Wertvoller Schinken: Begehrte Münzenbücher für ein paar hundert Euro
Die Londoner Münzenbörse ist stattdessen vor allem wegen der vielen Originale der britischen Numismatik einen Besuch wert: Der Buchhändler Douglas Saville hatte eigens für die Messe eine Auswahl seiner historischen Münzliteratur aufgebaut. Die Händlerorganisation hat ihm dafür extra ein paar Bücherregale bereitgestellt. Im schummrigen Licht wirkte sein Stand wie eine kleine Bücherstube.
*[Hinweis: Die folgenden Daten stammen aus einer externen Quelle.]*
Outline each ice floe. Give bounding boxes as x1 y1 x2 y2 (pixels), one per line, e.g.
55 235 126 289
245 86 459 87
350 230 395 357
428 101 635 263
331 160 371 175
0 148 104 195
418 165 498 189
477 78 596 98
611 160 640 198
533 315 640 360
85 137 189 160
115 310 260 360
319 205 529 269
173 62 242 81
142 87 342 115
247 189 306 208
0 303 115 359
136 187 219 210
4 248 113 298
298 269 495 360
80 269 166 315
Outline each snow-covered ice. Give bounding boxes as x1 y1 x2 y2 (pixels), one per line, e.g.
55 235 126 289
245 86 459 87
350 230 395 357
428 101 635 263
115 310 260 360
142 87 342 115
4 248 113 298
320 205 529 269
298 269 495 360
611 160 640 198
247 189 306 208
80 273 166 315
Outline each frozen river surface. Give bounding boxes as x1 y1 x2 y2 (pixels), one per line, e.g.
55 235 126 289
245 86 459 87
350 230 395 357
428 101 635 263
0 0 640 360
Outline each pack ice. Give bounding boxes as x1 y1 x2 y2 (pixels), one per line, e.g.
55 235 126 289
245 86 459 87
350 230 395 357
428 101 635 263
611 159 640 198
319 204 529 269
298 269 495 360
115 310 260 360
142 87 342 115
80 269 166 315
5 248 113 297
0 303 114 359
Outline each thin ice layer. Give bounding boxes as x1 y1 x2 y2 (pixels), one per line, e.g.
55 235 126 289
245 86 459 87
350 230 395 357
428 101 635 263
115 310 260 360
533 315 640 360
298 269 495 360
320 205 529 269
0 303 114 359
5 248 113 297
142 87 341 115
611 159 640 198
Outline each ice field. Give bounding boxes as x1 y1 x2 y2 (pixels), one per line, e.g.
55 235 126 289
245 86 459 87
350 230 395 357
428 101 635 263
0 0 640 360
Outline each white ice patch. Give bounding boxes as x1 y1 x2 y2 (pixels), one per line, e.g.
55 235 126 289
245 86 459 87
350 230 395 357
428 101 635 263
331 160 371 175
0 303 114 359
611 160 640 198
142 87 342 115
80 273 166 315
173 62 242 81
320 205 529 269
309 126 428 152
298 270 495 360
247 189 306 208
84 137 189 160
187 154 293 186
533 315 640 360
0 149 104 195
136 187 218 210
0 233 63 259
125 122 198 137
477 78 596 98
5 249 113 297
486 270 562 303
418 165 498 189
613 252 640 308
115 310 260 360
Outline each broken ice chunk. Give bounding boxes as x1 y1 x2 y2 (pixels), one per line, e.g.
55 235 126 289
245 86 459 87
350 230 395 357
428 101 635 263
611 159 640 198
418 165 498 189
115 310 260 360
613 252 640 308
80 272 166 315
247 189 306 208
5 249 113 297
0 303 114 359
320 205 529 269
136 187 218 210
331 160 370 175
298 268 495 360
Während des Messetages entwickelte sich das Messe-Antiquariat zu einem beliebten Treffpunkt und große Geldscheine wechselten gegen Jahrhunderte alte Münzliteratur den Besitzer.
Staatliche Prägestätte als Münzenhändler
Kurios wirkte aus deutscher Sicht auch der Stand der britischen „Royal Mint“: Die offizielle Münzprägestätte des Vereinigten Königreiches war mit einem Stand ihrer numismatischen Fachabteilung vertreten. Allerdings nicht, um die Gedenkmünzen des Jahres 2018 anzubieten, sondern Raritäten aus vergangenen Jahrhunderten zu Preisen im gehobenen vierstelligen Bereich. Der Staat als Münzenhändler – was in Deutschland undenkbar scheint, ist in Großbritannien inzwischen völlig normal: Eine Abteilung der Royal Mint ist ausschließlich mit dem An- und Verkauf historischer Münzen sowie der Echtheitsprüfung von eingereichten Sammlerstücken beschäftigt. In Großbritannien steht die Royal Mint somit im direkten Wettbewerb mit kommerziellen Grading-Anbietern.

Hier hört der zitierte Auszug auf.